Shell puts Thai assets up for sale

OIL GIANT Shell will next week put up for sale its upstream oil and gas interests in Thailand , after Enterprise Oil yesterday disposed of North Sea assets worth pounds 165m.

The shake-up in the energy sector underlines the pressure to focus activities at a time when crude oil prices have hit their lowest levels in real terms for 25 years.

Shell, which last week revealed plans for a joint venture with Premier Oil in Pakistan, will tender its upstream Thai business worth an estimated $300m (pounds 180m) on 29 June. "We want to concentrate on our core interests and Thailand is not considered part of that," said a spokesman at Shell's London head office.

Around nine bidders, including Malaysian state oil company Petronas, are in the frame to take a stake in the S1 onshore block which Shell operates, plus the B6/27 concession and other assets.

Any deal would not impact on Shell's downstream activities in Thailand, which include a 64 per cent interest in the Rayong refinery and the Shell Thailand chemicals marketing business.

Meanwhile, Enterprise yesterday announced the pounds 165m sale of holdings in the UK fields of Piper, Claymore, Saltire and Scapa to newly-created company Intrepid.

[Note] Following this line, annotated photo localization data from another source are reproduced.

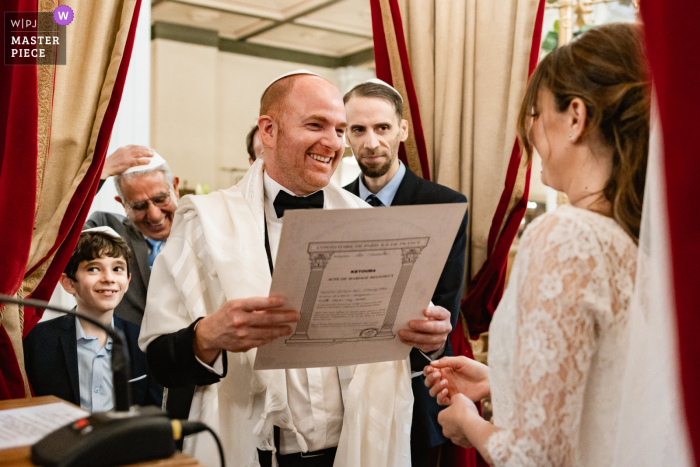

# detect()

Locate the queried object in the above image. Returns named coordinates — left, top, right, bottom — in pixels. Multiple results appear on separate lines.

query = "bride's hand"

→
left=424, top=356, right=490, bottom=405
left=437, top=394, right=479, bottom=448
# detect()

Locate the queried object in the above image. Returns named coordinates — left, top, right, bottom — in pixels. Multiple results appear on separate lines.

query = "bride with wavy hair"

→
left=424, top=22, right=650, bottom=467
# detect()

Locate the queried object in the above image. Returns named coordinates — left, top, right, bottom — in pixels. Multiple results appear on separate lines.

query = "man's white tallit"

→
left=139, top=158, right=413, bottom=467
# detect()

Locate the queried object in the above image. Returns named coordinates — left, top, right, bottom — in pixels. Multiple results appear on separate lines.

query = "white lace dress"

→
left=486, top=205, right=638, bottom=467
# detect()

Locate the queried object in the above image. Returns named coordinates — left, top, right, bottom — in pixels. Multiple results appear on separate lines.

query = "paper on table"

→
left=0, top=402, right=89, bottom=450
left=254, top=203, right=467, bottom=370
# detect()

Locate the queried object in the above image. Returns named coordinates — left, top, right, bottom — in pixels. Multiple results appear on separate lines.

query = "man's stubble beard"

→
left=358, top=154, right=394, bottom=178
left=356, top=131, right=401, bottom=179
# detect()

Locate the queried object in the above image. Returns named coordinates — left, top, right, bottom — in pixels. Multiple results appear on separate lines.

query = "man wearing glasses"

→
left=86, top=147, right=180, bottom=327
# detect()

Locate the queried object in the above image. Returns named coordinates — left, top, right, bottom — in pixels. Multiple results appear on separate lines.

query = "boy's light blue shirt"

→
left=358, top=160, right=406, bottom=207
left=75, top=317, right=114, bottom=412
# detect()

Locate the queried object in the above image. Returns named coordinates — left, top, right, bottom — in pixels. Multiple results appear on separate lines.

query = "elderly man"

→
left=86, top=146, right=179, bottom=326
left=139, top=71, right=453, bottom=467
left=343, top=79, right=469, bottom=467
left=246, top=124, right=264, bottom=165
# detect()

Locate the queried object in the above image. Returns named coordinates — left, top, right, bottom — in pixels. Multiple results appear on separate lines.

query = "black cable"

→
left=202, top=425, right=225, bottom=467
left=179, top=421, right=226, bottom=467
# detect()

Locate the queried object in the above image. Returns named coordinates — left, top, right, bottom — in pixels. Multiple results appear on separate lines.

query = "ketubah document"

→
left=254, top=203, right=467, bottom=370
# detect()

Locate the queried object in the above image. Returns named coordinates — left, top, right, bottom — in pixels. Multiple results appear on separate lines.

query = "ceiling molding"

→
left=341, top=47, right=374, bottom=66
left=151, top=21, right=219, bottom=47
left=171, top=0, right=332, bottom=21
left=152, top=20, right=373, bottom=68
left=237, top=0, right=343, bottom=40
left=246, top=23, right=373, bottom=57
left=294, top=0, right=373, bottom=37
left=289, top=20, right=371, bottom=39
left=156, top=0, right=359, bottom=44
left=219, top=37, right=343, bottom=67
left=163, top=0, right=271, bottom=21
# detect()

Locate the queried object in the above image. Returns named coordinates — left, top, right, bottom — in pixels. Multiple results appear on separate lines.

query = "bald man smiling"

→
left=139, top=72, right=453, bottom=467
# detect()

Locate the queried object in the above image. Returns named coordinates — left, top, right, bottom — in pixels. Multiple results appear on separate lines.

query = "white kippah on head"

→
left=363, top=78, right=403, bottom=102
left=122, top=151, right=167, bottom=175
left=81, top=226, right=123, bottom=240
left=261, top=69, right=322, bottom=101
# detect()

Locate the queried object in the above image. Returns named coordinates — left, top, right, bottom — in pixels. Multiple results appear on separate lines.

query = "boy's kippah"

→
left=82, top=226, right=122, bottom=239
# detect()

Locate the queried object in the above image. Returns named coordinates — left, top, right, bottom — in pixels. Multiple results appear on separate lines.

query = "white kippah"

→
left=261, top=69, right=322, bottom=102
left=122, top=151, right=167, bottom=175
left=363, top=78, right=403, bottom=102
left=81, top=226, right=122, bottom=240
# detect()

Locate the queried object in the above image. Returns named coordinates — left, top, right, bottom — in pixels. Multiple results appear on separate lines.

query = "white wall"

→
left=151, top=39, right=218, bottom=193
left=151, top=39, right=375, bottom=191
left=92, top=0, right=151, bottom=217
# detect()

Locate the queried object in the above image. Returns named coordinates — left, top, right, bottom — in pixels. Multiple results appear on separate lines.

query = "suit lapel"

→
left=345, top=177, right=361, bottom=197
left=390, top=167, right=420, bottom=206
left=113, top=317, right=134, bottom=378
left=58, top=315, right=80, bottom=404
left=125, top=219, right=151, bottom=287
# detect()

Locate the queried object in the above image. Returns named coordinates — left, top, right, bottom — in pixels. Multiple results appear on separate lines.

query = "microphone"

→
left=0, top=294, right=226, bottom=467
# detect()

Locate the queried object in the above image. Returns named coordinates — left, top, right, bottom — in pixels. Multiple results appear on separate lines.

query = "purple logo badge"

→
left=53, top=5, right=74, bottom=26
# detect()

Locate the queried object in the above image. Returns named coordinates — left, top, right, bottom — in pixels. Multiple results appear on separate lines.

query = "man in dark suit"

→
left=343, top=80, right=469, bottom=467
left=86, top=149, right=180, bottom=326
left=24, top=228, right=162, bottom=410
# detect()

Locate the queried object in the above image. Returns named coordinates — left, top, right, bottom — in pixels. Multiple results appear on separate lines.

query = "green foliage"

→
left=542, top=30, right=559, bottom=52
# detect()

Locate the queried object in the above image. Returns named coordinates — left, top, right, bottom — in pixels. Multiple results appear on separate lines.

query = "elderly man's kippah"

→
left=261, top=69, right=322, bottom=102
left=122, top=151, right=167, bottom=175
left=363, top=78, right=403, bottom=102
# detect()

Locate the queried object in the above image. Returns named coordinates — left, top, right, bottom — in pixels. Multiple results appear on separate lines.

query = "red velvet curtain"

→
left=640, top=2, right=700, bottom=465
left=370, top=0, right=431, bottom=181
left=0, top=0, right=142, bottom=399
left=0, top=0, right=40, bottom=400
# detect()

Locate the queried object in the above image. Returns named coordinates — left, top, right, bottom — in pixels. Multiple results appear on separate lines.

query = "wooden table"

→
left=0, top=396, right=202, bottom=467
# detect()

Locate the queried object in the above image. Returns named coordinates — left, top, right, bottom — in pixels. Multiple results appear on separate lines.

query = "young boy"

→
left=24, top=227, right=162, bottom=411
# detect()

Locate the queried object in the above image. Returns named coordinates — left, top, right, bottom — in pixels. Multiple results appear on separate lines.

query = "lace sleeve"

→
left=486, top=213, right=606, bottom=467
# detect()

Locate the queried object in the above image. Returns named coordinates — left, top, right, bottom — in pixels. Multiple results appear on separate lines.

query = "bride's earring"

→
left=568, top=134, right=574, bottom=141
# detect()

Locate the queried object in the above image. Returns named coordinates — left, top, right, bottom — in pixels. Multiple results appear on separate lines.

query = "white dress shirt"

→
left=198, top=173, right=344, bottom=455
left=263, top=173, right=344, bottom=454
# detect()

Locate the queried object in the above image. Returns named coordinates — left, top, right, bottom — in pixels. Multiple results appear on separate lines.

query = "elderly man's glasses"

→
left=127, top=189, right=172, bottom=212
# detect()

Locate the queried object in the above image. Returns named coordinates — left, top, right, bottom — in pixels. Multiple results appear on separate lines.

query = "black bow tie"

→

Enterprise has also sold a 5.7 per cent stake in the Nelson field to Intrepid, which is run by the former UK chief of Santa Fe, Mike Lynch.

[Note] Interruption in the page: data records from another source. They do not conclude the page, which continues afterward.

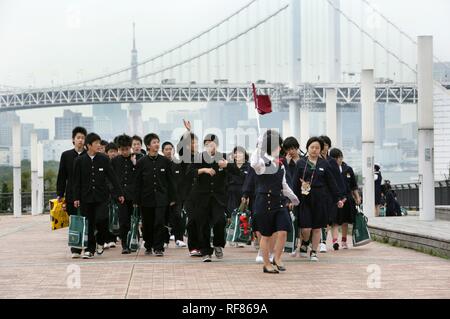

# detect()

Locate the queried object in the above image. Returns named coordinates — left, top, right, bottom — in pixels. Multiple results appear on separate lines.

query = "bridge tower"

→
left=128, top=22, right=144, bottom=137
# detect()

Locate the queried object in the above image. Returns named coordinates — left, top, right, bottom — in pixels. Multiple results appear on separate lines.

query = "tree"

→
left=0, top=182, right=10, bottom=212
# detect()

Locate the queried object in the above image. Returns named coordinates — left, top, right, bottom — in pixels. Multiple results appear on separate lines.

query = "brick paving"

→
left=0, top=214, right=449, bottom=299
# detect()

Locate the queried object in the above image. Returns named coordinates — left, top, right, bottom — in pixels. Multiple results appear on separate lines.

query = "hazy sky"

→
left=1, top=0, right=449, bottom=134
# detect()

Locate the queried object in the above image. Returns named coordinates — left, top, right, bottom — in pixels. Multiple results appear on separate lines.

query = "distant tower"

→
left=128, top=22, right=144, bottom=136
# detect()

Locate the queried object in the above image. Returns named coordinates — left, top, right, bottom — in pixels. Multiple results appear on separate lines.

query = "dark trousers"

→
left=119, top=200, right=134, bottom=246
left=141, top=206, right=166, bottom=251
left=167, top=202, right=185, bottom=242
left=196, top=197, right=226, bottom=256
left=185, top=200, right=200, bottom=251
left=81, top=201, right=109, bottom=254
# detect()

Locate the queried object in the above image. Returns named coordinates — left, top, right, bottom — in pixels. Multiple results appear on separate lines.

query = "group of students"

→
left=56, top=121, right=361, bottom=273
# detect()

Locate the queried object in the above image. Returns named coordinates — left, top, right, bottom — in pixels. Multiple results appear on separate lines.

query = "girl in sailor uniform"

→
left=250, top=130, right=299, bottom=274
left=293, top=137, right=346, bottom=262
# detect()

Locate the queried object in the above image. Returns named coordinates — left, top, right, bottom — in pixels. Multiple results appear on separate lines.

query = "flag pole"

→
left=252, top=83, right=261, bottom=135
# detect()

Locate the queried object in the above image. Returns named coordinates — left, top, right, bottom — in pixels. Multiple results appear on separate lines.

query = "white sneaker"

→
left=109, top=242, right=116, bottom=248
left=71, top=253, right=81, bottom=259
left=83, top=252, right=94, bottom=259
left=342, top=242, right=349, bottom=249
left=319, top=243, right=327, bottom=253
left=290, top=249, right=298, bottom=257
left=310, top=252, right=319, bottom=262
left=176, top=240, right=187, bottom=248
left=96, top=244, right=104, bottom=255
left=170, top=235, right=175, bottom=241
left=103, top=243, right=110, bottom=249
left=255, top=255, right=264, bottom=264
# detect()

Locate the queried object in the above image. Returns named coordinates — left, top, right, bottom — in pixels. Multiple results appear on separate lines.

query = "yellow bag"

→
left=50, top=198, right=70, bottom=230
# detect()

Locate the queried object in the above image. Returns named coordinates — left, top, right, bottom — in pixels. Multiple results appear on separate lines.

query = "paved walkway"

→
left=0, top=214, right=449, bottom=299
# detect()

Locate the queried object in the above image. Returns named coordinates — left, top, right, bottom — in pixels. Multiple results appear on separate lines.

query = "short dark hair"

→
left=329, top=148, right=343, bottom=159
left=203, top=134, right=219, bottom=146
left=162, top=141, right=174, bottom=151
left=283, top=137, right=300, bottom=151
left=100, top=140, right=108, bottom=147
left=116, top=134, right=133, bottom=148
left=374, top=164, right=381, bottom=172
left=319, top=135, right=332, bottom=148
left=72, top=127, right=87, bottom=139
left=144, top=133, right=160, bottom=147
left=262, top=130, right=283, bottom=156
left=105, top=142, right=118, bottom=153
left=233, top=146, right=249, bottom=161
left=85, top=133, right=101, bottom=146
left=306, top=137, right=324, bottom=151
left=132, top=135, right=143, bottom=145
left=177, top=132, right=198, bottom=156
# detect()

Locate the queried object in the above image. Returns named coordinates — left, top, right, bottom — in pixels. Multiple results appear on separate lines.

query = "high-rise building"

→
left=54, top=110, right=93, bottom=140
left=127, top=22, right=143, bottom=136
left=0, top=111, right=20, bottom=146
left=92, top=104, right=127, bottom=138
left=21, top=123, right=34, bottom=147
left=35, top=129, right=49, bottom=141
left=338, top=104, right=362, bottom=150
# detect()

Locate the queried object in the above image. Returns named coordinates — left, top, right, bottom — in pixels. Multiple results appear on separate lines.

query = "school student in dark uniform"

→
left=383, top=181, right=401, bottom=217
left=189, top=134, right=239, bottom=262
left=282, top=137, right=303, bottom=257
left=339, top=160, right=361, bottom=249
left=176, top=120, right=202, bottom=256
left=318, top=135, right=332, bottom=253
left=327, top=148, right=350, bottom=250
left=134, top=133, right=176, bottom=257
left=132, top=135, right=146, bottom=161
left=104, top=142, right=119, bottom=249
left=293, top=137, right=345, bottom=262
left=73, top=133, right=125, bottom=259
left=111, top=135, right=137, bottom=254
left=56, top=127, right=87, bottom=259
left=226, top=147, right=251, bottom=217
left=225, top=146, right=251, bottom=248
left=250, top=130, right=299, bottom=274
left=162, top=141, right=187, bottom=248
left=374, top=164, right=383, bottom=217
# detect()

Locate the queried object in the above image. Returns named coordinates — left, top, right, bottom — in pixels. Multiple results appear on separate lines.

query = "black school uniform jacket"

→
left=189, top=151, right=240, bottom=209
left=73, top=153, right=123, bottom=204
left=173, top=153, right=200, bottom=203
left=111, top=155, right=137, bottom=201
left=134, top=154, right=176, bottom=208
left=56, top=148, right=86, bottom=202
left=292, top=157, right=345, bottom=203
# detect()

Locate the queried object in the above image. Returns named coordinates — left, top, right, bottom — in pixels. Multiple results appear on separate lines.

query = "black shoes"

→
left=263, top=266, right=279, bottom=274
left=154, top=250, right=164, bottom=257
left=272, top=260, right=286, bottom=272
left=333, top=242, right=340, bottom=251
left=122, top=248, right=131, bottom=255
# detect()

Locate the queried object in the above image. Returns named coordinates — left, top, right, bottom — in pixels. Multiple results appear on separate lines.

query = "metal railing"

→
left=0, top=192, right=57, bottom=214
left=391, top=180, right=450, bottom=209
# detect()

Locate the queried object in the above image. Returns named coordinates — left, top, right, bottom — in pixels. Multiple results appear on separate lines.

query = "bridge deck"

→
left=0, top=214, right=449, bottom=299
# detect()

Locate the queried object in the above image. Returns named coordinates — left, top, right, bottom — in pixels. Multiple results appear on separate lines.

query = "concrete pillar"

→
left=300, top=106, right=309, bottom=149
left=290, top=0, right=302, bottom=84
left=289, top=101, right=300, bottom=140
left=328, top=0, right=341, bottom=82
left=361, top=69, right=375, bottom=218
left=37, top=142, right=44, bottom=214
left=417, top=36, right=435, bottom=221
left=12, top=122, right=21, bottom=217
left=326, top=88, right=338, bottom=147
left=31, top=131, right=39, bottom=216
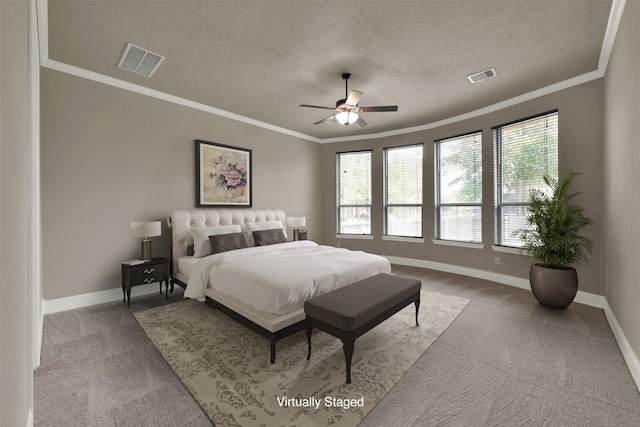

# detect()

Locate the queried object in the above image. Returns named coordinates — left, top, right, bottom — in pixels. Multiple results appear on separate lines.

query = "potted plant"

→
left=513, top=171, right=594, bottom=308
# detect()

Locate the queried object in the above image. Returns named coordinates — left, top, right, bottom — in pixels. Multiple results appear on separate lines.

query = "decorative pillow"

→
left=209, top=232, right=251, bottom=254
left=252, top=228, right=287, bottom=246
left=191, top=224, right=242, bottom=257
left=246, top=220, right=286, bottom=245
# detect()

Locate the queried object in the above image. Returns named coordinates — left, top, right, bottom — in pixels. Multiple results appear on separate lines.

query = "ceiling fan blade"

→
left=355, top=116, right=368, bottom=128
left=345, top=90, right=363, bottom=106
left=359, top=105, right=398, bottom=112
left=300, top=104, right=336, bottom=110
left=314, top=115, right=338, bottom=125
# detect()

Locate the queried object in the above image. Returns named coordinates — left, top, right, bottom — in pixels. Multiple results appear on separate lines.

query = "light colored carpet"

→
left=134, top=290, right=468, bottom=426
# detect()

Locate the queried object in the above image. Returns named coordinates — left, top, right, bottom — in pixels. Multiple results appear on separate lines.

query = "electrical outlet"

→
left=494, top=256, right=500, bottom=265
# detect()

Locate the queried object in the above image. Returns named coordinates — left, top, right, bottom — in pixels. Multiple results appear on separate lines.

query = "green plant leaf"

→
left=513, top=170, right=594, bottom=269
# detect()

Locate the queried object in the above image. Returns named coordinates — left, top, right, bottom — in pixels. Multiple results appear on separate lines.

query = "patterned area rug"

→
left=134, top=290, right=468, bottom=426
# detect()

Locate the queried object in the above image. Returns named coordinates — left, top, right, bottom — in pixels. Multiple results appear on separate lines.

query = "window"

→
left=337, top=151, right=372, bottom=235
left=384, top=144, right=423, bottom=237
left=434, top=131, right=482, bottom=243
left=494, top=110, right=558, bottom=247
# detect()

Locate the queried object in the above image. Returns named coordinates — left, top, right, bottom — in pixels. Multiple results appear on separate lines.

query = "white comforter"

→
left=184, top=241, right=391, bottom=315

The sale of non-core assets will result in a post-tax profit on disposal of pounds 35m in 1998 and remove 25,700 barrels of oil equivalents from the Enterprise portfolio. Chief executive Pierre Jungels insisted the sale was "purely opportunistic" rather than a reaction to the oil price.

But he admitted the cash would help fund this year's record expenditure of pounds 500m on development and a further pounds 170m on exploration. "The funds realised will be re-deployed over time in other parts of our business where we believe we can achieve higher returns for shareholders," he said.

Analysts said both the strategy and the price seemed good for Enterprise. The assets were exposed to mooted changes in the North Sea fiscal structure. Alan Marshall, oil analyst at Robert Fleming, said: "The strong price indicates that oil companies remain confident that the current crude price is a downward blip rather than a structural change."

Enterprise also said yesterday that its latest well in on the Llano prospect in the Gulf of Mexico was "extremely encouraging". The discovery, in which Enterprise holds a 30 per cent stake, means a development project will probably be fast-tracked.

With the price of July Brent crude falling to $12.13, oil companies are looking to Opec ministers meeting in Vienna this week to agree production cuts. Mr Jungels said he was confident Opec would act and the price would recover. Middle East producers are heavily reliant on their crude exports.